Josh had been going to the park down the road for a while now; every morning, day and night and if he wasn't at the park, he was either asleep or crashing at a mate's house. I'd called him out on his absence before but he claimed it was because he wanted to make the Varsity team next year and he needed the extra conditioning. Except I knew very well that Josh was good enough to make the team how he was now, it was simply a matter of his age that was often what the coaches criticised him on. I couldn't help but wonder if the park had become his escape. If it was the place he went to when he couldn't deal with home. When he couldn't deal with mom and dad.

"That reminds me," my father began, cracking an egg into the dented frypan, "I need you to babysit Josh today."

I don't know why he stated it, it wasn't as if I did it every other freaking day.

"Where are you two off to?" I asked my dad, drowning the other half of my water bottle and tossing it into the trash.

"That's none of your business, Clara," my father warned, sending me a glare.

I decided not to answer, not in the mood to pick a fight.

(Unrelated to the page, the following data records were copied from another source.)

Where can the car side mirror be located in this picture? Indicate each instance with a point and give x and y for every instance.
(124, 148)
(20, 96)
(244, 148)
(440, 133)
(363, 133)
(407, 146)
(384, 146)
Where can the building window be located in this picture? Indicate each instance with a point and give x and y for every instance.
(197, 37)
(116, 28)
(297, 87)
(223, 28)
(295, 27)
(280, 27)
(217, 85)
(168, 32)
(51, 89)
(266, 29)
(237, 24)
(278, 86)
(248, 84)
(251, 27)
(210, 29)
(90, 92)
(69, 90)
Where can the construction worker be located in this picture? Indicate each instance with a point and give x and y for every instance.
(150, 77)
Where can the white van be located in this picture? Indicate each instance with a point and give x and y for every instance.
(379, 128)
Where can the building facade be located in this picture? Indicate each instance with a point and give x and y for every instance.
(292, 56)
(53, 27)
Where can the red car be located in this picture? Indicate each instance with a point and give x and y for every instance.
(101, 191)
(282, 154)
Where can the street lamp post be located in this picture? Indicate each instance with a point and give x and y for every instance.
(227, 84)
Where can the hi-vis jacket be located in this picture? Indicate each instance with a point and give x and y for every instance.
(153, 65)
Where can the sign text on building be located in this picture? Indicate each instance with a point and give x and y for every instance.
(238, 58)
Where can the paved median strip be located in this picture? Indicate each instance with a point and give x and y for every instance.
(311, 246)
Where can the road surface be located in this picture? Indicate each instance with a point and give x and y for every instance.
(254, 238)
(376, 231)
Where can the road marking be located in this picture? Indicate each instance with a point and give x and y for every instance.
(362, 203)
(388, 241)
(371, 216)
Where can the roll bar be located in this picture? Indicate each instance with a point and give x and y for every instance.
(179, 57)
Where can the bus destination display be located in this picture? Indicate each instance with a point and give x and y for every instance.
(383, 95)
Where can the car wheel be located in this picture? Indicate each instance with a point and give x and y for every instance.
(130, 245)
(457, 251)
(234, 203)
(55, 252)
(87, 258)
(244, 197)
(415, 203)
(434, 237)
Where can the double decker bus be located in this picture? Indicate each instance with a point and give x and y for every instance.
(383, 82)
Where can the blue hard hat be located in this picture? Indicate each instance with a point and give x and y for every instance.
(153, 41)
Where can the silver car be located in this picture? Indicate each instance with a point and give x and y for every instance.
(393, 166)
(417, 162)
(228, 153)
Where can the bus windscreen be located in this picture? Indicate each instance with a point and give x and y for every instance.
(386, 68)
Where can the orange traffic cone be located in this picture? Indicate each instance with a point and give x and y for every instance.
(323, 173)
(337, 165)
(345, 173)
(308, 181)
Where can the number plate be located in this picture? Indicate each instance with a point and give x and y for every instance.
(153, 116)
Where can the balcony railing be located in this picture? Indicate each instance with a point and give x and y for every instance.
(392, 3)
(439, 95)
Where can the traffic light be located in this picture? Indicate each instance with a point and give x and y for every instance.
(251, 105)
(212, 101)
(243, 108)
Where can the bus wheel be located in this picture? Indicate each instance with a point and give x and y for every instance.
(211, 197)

Although that didn't stop my thoughts from flowing through my head. I would have thought that if my parents were going out for the day, dumping my younger brother on me for the one millionth time, they would have at least had the decency to tell me where they were headed. But I guess my father didn't have a polite bone in his body and my mother simply didn't have the guts to object.

After a few tense minutes of silence, Josh came sauntering through the front door, kicking off his cleats as he made his way through the hallway. His hair looked ruffled and sticky as sweat dripped from his face and I noted the slight eye roll he gave my parents as he entered the kitchen.